D’Zurilla ve Chang (1995) probleme olumsuz yönelimi olaylara kötü tarafından bakma, problemle karşılaşınca sinirlenme veya üzülme, kendi yeterliliklerine güvenmemeyi içeren işlevsel olmayan bilişsel dizi olarak tanımlamaktadır.

Grant (2011)’e göre göre hedefe yönelim bireyin kendine hedef oluşturma ve bu hedeflere doğru adımlar atma durumu olarak ifade edilmektedir. Kaynakları

harekete geçirme bireyin kendi kişisel gücünü tanıması, kabul etmesi ve aktif bir şekilde kullanabilmesi süreçlerini içerir. Problemden ayırma ise bireyin düşüncelerini ortaya çıkan durumların olumsuz taraflarına takılıp kalmasından uzaklaşma olarak değerlendirilir.

Katılımcı mizah tarzına sahip bireyler gerilimleri azaltmak ve başkalarını eğlendirmek için mizahı kullanırlar (Martin vd., 2003).

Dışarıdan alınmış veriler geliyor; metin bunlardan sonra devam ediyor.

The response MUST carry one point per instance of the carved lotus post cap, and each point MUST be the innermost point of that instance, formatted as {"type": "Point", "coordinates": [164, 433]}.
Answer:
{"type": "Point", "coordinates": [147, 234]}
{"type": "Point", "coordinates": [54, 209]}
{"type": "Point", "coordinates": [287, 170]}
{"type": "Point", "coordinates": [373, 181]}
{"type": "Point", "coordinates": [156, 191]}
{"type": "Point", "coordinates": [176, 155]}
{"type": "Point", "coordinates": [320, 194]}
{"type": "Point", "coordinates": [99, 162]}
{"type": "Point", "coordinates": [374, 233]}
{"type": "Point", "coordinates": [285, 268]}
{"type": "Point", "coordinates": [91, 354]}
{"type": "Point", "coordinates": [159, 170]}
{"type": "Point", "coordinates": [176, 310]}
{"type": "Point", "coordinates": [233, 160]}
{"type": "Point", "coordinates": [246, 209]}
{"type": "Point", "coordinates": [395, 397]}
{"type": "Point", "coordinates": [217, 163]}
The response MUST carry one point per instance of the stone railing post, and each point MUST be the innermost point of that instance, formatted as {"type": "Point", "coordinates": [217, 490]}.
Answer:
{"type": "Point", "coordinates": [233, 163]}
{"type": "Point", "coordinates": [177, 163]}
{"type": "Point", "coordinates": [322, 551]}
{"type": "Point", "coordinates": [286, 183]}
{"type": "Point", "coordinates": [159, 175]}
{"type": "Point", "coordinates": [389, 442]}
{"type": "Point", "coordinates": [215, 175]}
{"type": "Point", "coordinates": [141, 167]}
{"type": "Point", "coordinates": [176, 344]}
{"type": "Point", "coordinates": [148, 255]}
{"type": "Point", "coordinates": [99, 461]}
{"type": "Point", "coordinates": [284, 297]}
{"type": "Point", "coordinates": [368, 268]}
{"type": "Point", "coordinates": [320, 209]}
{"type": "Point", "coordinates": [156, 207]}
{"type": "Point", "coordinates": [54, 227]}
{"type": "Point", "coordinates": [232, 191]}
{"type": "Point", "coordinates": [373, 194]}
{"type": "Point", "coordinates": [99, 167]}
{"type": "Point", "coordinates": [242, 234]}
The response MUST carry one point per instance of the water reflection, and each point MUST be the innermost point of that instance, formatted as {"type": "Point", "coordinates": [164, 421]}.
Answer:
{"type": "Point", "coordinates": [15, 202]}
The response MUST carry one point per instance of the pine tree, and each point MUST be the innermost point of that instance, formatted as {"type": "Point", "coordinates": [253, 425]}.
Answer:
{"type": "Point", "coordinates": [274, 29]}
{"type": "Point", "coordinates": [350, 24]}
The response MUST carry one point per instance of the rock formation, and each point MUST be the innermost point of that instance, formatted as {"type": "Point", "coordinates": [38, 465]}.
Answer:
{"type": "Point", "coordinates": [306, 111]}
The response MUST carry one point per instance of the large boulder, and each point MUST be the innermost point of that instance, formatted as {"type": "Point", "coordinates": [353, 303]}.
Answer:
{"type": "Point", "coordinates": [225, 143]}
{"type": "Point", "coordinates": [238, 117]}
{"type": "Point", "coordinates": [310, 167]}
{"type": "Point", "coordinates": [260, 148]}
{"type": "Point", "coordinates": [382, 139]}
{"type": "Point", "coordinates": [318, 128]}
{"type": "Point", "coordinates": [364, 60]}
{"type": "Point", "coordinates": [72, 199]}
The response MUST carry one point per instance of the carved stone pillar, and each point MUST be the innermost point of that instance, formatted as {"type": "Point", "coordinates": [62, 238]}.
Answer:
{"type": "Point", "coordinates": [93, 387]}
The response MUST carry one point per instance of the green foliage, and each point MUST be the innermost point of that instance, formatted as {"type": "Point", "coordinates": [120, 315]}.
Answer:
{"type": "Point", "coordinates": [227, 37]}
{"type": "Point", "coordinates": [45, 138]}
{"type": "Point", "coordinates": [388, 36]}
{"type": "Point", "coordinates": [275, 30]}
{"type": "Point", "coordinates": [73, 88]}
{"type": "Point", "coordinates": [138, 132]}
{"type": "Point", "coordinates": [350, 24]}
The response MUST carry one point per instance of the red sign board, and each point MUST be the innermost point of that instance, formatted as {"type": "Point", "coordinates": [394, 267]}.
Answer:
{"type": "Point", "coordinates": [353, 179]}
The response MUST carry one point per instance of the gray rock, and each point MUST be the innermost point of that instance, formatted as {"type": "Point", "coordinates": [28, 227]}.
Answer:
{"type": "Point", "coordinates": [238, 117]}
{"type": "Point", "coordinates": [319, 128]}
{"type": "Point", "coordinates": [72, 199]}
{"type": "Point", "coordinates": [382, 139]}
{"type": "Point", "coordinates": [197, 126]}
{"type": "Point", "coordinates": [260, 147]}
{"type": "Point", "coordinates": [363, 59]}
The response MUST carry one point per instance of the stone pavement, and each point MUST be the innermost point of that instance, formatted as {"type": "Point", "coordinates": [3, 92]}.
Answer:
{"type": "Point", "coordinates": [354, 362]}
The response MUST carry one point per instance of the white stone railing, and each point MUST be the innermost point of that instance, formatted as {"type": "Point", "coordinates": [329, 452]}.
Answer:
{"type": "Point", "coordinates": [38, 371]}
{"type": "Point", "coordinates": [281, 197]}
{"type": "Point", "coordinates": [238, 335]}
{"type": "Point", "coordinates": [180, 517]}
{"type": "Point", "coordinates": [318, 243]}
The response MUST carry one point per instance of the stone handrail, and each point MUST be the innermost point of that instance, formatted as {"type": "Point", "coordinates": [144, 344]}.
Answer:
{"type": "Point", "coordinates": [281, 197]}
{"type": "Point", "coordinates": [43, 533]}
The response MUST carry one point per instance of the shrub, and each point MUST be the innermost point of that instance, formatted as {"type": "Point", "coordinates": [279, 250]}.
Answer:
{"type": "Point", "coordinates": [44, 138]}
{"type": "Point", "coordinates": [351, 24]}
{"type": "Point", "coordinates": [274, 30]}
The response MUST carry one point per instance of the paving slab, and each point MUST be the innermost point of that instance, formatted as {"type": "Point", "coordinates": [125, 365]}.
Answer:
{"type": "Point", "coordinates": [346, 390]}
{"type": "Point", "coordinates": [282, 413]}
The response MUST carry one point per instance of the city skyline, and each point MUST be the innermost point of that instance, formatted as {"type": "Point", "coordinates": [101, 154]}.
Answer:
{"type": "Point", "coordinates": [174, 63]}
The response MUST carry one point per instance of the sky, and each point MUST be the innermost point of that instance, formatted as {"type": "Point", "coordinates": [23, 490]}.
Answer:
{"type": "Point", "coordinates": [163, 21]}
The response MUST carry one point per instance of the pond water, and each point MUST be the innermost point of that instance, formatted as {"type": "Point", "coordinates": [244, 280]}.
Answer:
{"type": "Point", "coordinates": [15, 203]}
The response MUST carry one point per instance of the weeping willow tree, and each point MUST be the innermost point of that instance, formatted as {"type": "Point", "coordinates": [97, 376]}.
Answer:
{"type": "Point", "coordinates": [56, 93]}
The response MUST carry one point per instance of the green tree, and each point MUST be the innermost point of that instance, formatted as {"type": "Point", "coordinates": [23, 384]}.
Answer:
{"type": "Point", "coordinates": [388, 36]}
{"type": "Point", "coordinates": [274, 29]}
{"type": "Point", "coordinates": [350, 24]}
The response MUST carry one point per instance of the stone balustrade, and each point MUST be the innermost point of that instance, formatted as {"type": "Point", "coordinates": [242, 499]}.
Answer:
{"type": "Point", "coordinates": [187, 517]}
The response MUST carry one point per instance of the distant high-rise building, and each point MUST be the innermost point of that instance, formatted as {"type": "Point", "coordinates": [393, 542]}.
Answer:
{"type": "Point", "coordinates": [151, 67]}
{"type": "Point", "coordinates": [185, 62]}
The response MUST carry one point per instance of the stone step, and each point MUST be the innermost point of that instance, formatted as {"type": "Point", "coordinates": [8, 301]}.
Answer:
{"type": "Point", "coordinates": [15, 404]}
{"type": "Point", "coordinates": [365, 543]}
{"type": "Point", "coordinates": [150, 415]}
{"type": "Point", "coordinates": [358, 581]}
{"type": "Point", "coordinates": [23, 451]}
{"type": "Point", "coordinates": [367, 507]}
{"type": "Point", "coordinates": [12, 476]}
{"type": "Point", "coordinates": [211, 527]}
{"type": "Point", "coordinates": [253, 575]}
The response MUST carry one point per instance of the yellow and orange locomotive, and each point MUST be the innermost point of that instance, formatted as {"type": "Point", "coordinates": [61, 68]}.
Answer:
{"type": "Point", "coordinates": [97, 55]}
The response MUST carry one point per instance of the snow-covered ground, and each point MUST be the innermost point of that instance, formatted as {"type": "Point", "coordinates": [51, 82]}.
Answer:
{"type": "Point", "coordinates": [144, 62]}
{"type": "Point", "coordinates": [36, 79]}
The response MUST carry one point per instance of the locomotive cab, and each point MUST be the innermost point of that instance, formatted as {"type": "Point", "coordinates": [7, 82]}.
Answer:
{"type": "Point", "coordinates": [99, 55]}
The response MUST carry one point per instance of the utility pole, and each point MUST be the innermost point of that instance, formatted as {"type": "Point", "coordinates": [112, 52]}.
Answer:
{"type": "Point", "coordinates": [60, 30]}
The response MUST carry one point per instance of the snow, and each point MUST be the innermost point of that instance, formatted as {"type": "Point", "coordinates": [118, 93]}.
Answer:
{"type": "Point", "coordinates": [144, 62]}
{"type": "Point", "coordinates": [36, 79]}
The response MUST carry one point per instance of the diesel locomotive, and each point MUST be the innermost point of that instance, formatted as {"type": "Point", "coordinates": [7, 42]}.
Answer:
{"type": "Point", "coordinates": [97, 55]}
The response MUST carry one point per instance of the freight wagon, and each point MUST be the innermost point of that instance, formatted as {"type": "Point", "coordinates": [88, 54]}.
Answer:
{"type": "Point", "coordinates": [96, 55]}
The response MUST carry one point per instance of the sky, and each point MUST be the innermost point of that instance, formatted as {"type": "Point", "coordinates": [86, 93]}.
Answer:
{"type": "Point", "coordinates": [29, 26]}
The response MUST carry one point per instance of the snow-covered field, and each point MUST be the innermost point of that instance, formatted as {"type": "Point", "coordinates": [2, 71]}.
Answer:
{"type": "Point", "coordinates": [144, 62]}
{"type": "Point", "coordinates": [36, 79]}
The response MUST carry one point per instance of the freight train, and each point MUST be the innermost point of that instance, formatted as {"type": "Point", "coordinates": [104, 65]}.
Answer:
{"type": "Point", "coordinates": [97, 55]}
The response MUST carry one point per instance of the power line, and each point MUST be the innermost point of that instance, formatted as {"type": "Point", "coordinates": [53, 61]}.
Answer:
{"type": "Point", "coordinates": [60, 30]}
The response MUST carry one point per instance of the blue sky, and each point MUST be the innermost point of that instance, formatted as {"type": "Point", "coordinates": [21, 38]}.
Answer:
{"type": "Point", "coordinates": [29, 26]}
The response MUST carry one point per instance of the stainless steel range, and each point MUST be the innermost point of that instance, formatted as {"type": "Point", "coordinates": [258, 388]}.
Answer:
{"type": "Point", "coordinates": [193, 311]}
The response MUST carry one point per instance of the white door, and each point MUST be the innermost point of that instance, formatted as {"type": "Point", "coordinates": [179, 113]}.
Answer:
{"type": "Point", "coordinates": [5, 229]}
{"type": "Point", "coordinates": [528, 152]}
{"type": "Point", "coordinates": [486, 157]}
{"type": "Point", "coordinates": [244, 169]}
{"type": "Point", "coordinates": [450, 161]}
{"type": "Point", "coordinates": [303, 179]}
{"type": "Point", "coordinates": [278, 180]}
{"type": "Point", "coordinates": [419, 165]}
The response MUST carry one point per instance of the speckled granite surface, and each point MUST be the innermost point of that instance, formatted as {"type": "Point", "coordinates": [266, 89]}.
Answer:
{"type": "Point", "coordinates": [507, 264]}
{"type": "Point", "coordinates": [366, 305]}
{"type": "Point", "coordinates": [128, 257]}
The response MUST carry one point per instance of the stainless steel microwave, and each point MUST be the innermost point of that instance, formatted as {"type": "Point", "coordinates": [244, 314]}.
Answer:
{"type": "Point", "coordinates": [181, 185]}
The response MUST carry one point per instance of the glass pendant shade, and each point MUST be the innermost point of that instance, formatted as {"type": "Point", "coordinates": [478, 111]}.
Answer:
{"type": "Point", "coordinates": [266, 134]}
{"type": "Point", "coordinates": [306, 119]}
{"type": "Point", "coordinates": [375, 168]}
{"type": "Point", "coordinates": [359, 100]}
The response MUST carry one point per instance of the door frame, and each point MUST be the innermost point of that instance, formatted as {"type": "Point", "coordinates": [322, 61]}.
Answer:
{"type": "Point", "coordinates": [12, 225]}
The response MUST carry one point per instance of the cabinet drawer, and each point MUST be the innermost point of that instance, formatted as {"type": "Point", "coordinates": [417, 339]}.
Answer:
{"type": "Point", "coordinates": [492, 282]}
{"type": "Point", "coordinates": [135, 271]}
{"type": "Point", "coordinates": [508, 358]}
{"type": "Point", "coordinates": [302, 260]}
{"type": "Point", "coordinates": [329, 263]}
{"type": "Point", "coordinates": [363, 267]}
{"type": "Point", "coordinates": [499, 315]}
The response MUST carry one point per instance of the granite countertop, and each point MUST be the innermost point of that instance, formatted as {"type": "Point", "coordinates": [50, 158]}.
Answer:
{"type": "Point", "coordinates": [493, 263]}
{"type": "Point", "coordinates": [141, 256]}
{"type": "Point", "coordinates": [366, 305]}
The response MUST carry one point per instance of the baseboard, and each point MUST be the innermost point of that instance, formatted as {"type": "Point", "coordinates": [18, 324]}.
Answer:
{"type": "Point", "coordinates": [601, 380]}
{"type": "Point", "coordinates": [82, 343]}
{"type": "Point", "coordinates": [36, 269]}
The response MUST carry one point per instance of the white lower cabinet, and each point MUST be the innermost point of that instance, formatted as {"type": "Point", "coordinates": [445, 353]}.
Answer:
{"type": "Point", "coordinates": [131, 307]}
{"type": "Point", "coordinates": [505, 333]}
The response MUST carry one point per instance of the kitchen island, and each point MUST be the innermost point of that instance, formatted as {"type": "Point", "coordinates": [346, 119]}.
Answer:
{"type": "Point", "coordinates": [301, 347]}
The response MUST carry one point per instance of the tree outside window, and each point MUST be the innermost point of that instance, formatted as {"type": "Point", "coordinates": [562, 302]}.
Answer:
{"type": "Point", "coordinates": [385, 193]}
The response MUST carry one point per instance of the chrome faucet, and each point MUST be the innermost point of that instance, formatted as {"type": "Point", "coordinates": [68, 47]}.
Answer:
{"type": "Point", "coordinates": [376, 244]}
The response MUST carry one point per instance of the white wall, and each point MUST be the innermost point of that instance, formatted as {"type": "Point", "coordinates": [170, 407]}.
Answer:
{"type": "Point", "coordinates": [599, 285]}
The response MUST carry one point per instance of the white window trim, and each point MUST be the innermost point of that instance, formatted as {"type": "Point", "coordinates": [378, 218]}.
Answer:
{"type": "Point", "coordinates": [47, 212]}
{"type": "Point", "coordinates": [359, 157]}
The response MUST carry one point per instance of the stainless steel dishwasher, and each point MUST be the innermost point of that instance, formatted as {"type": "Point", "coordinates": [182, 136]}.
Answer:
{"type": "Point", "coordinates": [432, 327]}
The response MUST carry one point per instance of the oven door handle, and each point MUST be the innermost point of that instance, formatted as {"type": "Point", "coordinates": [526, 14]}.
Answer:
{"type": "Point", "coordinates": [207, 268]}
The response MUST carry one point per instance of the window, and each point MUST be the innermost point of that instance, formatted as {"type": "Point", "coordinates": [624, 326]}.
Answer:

Kendini geliştirici mizah tarzına sahip bireyler ise bireylerin yaşam karşısında karşılaştığı stres ve olumsuz durumlarda mizahi bakış açısını ve uyuşmazlıklar karşısında eğlenme eğilimini sürdürebilmeyi içerir (Kuiper, Martin ve Olinger, 1993). Saldırgan mizah başkalarını bireyin kendi çıkarları doğrultusunda kullandığı alay etme, aşağılama ve dalga geçme davranışlarıdır. (Janes ve Olson, 2000). Kendini yıkıcı mizah ise bireyin başkalarını eğlendirebilmek amacıyla kendi eksik, kusurlu yönlerini ortaya koyarak kendini kötülemesi olarak ifade edilir ( Yerlikaya, 2007).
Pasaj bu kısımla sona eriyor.